Useful charts like these can draw a clear picture of what the numbers mean in your credit score. They show, using both colors and positions, exactly what your buying power will be for any given number. Typically they will all show the different categories for credit scores, such as “Excellent,” “Good,” and “poor,” and the better ones always show you where the average American credit score can be found on the chart too.
While there are various styles of a random credit score chart, a good chart is very clear and shows all of the different credit score categories along with the average US score. It usually has color coding which helps to make it very basic and uncomplicated. It also poses the question regarding “your score.”
Don’t underestimate the usefulness of the credit score chart
It’s just a chart, right? Why is it so useful? It’s simply the fastest way to see what your score means. With its’ colors & positions it is uniquely suited to show you exactly what your borrowing power is.
Assessing need for concern about your credit is an easy task when using a credit score chart like this.

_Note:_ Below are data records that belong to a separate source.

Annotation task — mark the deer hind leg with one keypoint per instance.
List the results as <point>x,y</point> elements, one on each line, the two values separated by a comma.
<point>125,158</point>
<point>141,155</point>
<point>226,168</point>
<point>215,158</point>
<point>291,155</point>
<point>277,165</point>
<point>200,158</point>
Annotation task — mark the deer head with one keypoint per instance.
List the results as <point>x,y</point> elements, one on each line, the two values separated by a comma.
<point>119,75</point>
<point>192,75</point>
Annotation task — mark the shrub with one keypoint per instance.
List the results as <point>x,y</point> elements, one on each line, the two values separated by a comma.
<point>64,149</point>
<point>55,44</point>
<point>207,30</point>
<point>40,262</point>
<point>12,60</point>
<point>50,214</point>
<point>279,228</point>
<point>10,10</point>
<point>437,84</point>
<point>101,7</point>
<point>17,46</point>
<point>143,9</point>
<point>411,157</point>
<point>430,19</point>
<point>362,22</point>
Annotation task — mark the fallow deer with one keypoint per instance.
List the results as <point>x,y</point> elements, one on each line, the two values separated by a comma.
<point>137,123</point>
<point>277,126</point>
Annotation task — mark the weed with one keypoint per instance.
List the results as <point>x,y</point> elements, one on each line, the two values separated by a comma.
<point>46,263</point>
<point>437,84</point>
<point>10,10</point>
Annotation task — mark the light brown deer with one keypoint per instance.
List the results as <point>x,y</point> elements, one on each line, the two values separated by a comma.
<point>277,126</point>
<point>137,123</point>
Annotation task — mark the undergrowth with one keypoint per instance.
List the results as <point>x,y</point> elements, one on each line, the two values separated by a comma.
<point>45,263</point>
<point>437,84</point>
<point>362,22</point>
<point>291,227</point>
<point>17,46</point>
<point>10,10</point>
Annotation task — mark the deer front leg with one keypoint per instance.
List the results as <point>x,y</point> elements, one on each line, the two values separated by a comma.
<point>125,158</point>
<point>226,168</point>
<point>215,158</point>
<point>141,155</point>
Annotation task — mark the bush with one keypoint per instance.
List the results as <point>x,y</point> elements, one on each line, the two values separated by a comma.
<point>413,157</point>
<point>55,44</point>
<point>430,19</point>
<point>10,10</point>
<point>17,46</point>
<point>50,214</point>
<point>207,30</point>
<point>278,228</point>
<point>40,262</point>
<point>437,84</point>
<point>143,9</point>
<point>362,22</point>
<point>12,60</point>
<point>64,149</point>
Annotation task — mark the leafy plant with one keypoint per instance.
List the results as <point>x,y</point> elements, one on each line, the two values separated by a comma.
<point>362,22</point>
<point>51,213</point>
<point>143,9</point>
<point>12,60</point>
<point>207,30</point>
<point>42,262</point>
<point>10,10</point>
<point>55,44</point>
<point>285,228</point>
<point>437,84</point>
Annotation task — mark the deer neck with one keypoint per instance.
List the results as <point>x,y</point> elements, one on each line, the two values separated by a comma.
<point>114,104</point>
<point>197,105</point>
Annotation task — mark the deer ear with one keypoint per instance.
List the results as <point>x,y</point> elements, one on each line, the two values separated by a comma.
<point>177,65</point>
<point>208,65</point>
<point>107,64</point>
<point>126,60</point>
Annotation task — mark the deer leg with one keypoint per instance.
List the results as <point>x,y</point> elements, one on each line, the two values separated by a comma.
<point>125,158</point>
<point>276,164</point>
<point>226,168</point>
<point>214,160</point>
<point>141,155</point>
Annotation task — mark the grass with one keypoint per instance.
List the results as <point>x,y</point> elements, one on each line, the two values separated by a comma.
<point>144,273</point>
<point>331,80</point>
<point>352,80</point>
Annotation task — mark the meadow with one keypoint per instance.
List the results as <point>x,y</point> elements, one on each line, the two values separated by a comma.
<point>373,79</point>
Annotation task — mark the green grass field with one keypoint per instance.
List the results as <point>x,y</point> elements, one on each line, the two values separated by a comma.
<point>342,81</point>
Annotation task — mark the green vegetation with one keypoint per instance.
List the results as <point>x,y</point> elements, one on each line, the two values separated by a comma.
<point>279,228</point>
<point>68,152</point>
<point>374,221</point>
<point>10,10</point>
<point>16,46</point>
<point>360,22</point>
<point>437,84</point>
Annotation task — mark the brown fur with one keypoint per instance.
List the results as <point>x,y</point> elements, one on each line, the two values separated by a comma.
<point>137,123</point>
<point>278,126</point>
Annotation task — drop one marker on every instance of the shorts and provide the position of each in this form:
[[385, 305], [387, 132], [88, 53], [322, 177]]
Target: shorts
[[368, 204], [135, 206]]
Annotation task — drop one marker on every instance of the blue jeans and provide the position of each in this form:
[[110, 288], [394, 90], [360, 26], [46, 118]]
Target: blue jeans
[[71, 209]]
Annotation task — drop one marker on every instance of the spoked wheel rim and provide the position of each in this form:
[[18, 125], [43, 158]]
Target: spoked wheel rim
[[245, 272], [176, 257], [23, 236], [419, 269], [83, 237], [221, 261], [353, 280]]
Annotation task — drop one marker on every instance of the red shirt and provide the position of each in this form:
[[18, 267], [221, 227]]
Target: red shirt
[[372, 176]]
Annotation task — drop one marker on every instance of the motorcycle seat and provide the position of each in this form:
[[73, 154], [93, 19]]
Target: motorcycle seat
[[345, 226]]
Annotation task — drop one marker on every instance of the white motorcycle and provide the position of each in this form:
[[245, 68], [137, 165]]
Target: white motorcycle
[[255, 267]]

Tags: credit repair, bad credit mortgage repair, total credit repair
Filed under Credit Repair, News by Mallory Biggs
August 28, 2008
A Look At Bad Credit Auto Title Secured Loans
Although some people have enough money to buy a car from savings, the vat majority of us will have to arrange some form of finance like an auto loan if we want a nice new car. This is becoming a more popular method of paying for a car as the loan is actually secured on the car itself and as payments are made, the loan at risk gradually reduces.
First off you need to decide how much you ca afford and once that has been decided it is just a matter of spending some time on the Internet to find a suitable car at the right price. Although it is enjoyable looking around car dealerships and you can get a great feel fro the car you are looking at, the internet is much faster and many cars can be seen in a short space of time without all the traveling involved.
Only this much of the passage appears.